Prinzipiell war ich gar nicht davon abgeneigt, einen Verwandten, den ich noch nicht richtig kannte, besser kennen zu lernen und gerade dann, wenn es sich um einen so scheinbar netten handelte. Doch der gute Piso hatte mich nun doch in einer sehr eklatanten und heiklen Situation erwischt, in der ich mich nicht besonders wohl fühlte. Die schmalztriefende Schrift hinter meinem Rücken, brannte wie Feuer. Doch nur ein kleines Missgeschick, seitens meines Verwandten ließ mich das, wenigstens für eine kurze Zeit, vergessen machen. In der Großzügigkeit seines Bewegungsradius hatte er doch tatsächlich eine der wertvollen Schriftrollen zu Fall gebracht. Ich hatte gar kein Verständnis dafür, wenn man auf diese Weise mit Büchern umging. Wenn ich eines Tages, so die Götter es wollten, Kinder haben würde, dann war dies eine der ersten Lektionen, die sie erlernen würden- den korrekten Umgang mit Büchern!
Ein wenig von oben herab, mit einem leicht schockierten Ausdruck und der leicht nach oben gehenden Augenbraue sah ich ihn an und schwieg vorerst. Aus irgendeinem Grund war der musculus frontalis in unserer Familie besonders stark ausgeprägt. Wahrscheinlich lag das daran, da wir immer wieder mit Verblüffungen konfrontiert wurden, auch wenn wir das gar nicht wollten und oftmals auch gut darauf verzichtet hätten, wenn das möglich gewesen wäre. So wie auch jetzt, als der Gute sein Wissen um Ovids Schriften zum Besten geben wollte. Ich liebte Ovid und hatte schon sehr viel, um nicht zu sagen, fast alles gelesen! Natürlich hatte ich auch die ars amatoria nicht außer Acht gelassen. Der Grund, weshalb ich nun diesen seichten Schund hinter meinem Rücken versteckte, hatte ganz andere Gründe!
"Ach ja? Was ist denn mit Ovids ars amatoria?", fragte ich abschätzig, während mein Augenhebermuskel noch immer seinen Dienst versah und er das edle Stück aufhob.
Die Art wie er lächelte, gefiel mir nicht. Sie war so arrogant. Nun, zweifelsohne war er ein Patrizier, ein flavischer auch noch dazu und dann konnte man gelegentlich ein wenig zur Arroganz neigen, davon schloß auch ich mich nicht aus. Doch die Tatsache, dass dieser arrogante Blick mir nun galt, machte ihn keineswegs sympathisch!
"So ist es!", bestätigte ich seine Annahme und ließ keinen Zweifel aufkommen, wie sehr mir seine Art missfiel.
"Tatsächlich? So, hat man das?", meinte ich einsilbig weiter.
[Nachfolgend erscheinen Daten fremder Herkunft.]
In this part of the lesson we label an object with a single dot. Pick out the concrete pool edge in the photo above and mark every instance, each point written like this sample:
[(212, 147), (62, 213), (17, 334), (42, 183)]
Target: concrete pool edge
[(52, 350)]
Im Augenblick hatte ich nicht das Bedürfnis, mich auf eine größere Unterhaltung mit diesem Subjekt einzulassen. Alleine schon, um kein falsches Bild von mir und meinem literarischen Anspruch aufkommen zu lassen, wollte ich nur noch diese Lokalität sofort verlassen.
"Syrien?" fragte ich und zwar so, als würde alleine schon dieses Wort einen Ekel bei mir hervorrufen. "Nun ja, es gibt eine besondere Abteilung für geographische Abhandlungen, bezüglich einiger Provinzen. Am besten lässt du dich da von unserem hochgeschätzten Bibliothekar beraten." Ich deutete leicht mit meiner freien Hand auf einen schmalen Gang der fast am Ende des Raumes lag. In dieser Kante lagen auch einige ganz interessante Werke, unter anderem über Ägypten.